Unfortunately, despite The White Tiger’s success, minorities are still stereotyped in mainstream media roles. Does she think that’s changing? “There definitely is a stereotype of ‘what kind of box’ do you put a particular person in,” she answers. “It’s a fight to change that box. It’s really wonderful to see so many South Asian women specifically coming into the fore. It’s really important for us to remind ourselves that we have the ability to not be boxed down by the glass ceilings that have been created for us by society and culturally. I lived in the US and I lived in India as a child. You shouldn’t be defined by where you come from, your culture should be your asset, and I just take the best from both countries because every culture has their own problems.”
For Priyanka, learning life’s lessons has happened in the very public eye, as have the successes and failures that comes along for the ride. “Every single thing that I put out there is made for critique,” she says. “You consume it, in two minutes you decide whether you like it or you don’t like it, and I’ve spent a year trying to make it, but I made peace with that a long time ago. What I have become better at now is picking myself up after failure. I think it’s really crucial to be able to not let failure define you and always have an eye on what the next thing is. That doesn’t mean you shouldn’t feel it – I feel really crappy and will sit and eat junk food or have a glass or a bottle of wine depending on the nature of the failure. But then you pick up, wear your big girl pants and move on.”
Another means of comfort she’s found for when things get tough is her husband – pop star, actor and songwriter Nick Jonas, whom she married in 2018 in India with a week of celebrations reportedly costing $500,000. “My parents were both doctors and they always said it was so great to be married to someone in the same profession, because they understood the hours and they understood the life,” she smiles. “I feel really grateful that I’m married to someone in the same profession who understands the requirements that my job has, and also understands the creativity of it.”

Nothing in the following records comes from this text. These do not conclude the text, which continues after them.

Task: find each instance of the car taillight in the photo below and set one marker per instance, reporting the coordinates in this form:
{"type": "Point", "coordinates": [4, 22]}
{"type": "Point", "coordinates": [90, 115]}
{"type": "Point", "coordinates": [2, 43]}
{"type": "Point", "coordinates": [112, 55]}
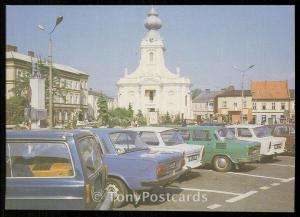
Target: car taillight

With such a supporting partner as her team mate, Priyanka has refused to bow to the conventional pressures society places on women. “I was very blessed to have been raised in a family where those expectations of marriage and children weren’t put on me. The only expectation that was made of me was to be financially independent,” she says. “My mum told me when I was very young, ‘No matter whose daughter you are or whose wife you will be, you will stand on your own feet and be financially independent.’ I remember hearing that from when I was eight years old. That was my only expectation, to stand on my feet, have dreams, have an opinion and live life on my terms.“
As our time wraps up, I ask Priyanka for the gamechanging piece of wisdom she’s learned most recently: “I have just heard this quote and it’s called ‘turn and pull’. So, every time you reach somewhere you turn back and pull up the other person behind you. I feel like that’s the kind of sisterhood that we should strive for and create. Every time you reach a place where you’re stable, turn around and pull another woman up.” Undeniably, these are words to live by.